Interannual variability of upper tropospheric and lower stratospheric (UTLS) region over Ganges–Brahmaputra–Meghna basin based on COSMIC GNSS RO data

Abstract

Abstract. Poor reliability of radiosonde observational networks across South Asia imposes serious challenges in understanding climate variability and thermodynamic structure of the upper-tropospheric and lower-stratospheric (UTLS) region. The Constellation Observing System for Meteorology, Ionosphere, and Climate (COSMIC) mission launched in April 2006 have overcome many observational limitations that are inherent in conventional atmospheric sounding instruments.

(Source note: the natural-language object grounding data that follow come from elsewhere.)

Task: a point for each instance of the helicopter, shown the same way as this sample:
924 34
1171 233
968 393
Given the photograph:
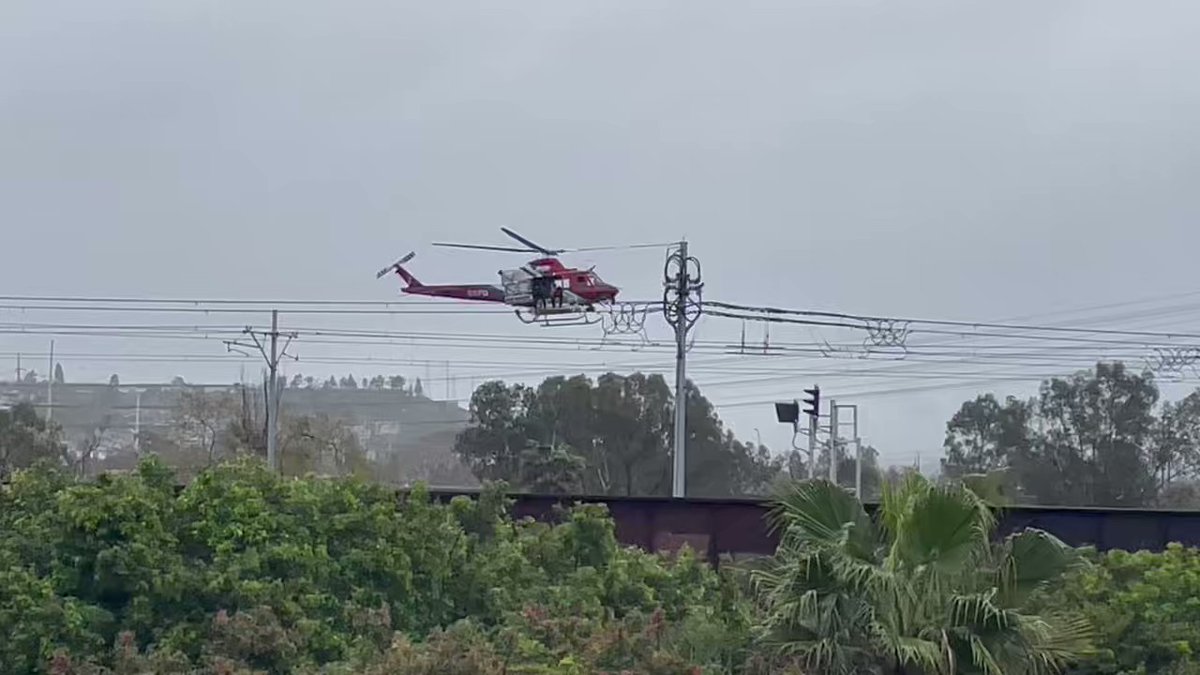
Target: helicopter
541 290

This study investigated the interannual variability of the UTLS region over the Ganges–Brahmaputra–Meghna (GBM) basin based on COSMIC radio occultation (RO) data from August 2006 to December 2013. Detailed comparisons were also made with various different radiosonde types and Numerical Weather Prediction (NWP) products. The results indicated that Indian Meteorological Department (IMD) radiosondes performed poorly despite upgrading to newer techniques. ShangE (of China) sonde showed the best agreement with COSMIC RO data with a mean temperature difference of −0.06 °C and a standard deviation of 1.44 °C while the older version (ShangM) indicated a cold bias of 0.61 °C in the UTLS region. The inter-annual variability of temperature in the UTLS region based on COSMIC RO data indicated a clear pattern of El Niño Southern Oscillation (ENSO) and Indian Ocean Dipole (IOD) while the stratospheric temperature anomalies reflected all three major Sudden Stratospheric Warming (SSW) events since 2007. The mean tropopause temperature varied from −70 to −80 °C, with an average height of about 15.5 to 16.3 km from winter to summer, indicating a pronounced annual cycle. The annual amplitudes of tropopause were found to be in the order of 0–6 °C and 0–1.5 km from tropical south to subtropical north. The anomalies of tropopause temperature and height exhibited the patterns of ENSO and IOD exceptionally well with a correlation of 0.65 and −0.52, respectively. The temperature data from Modern-Era Retrospective Analysis for Research Application (MERRA) agreed very well with COSMIC RO data.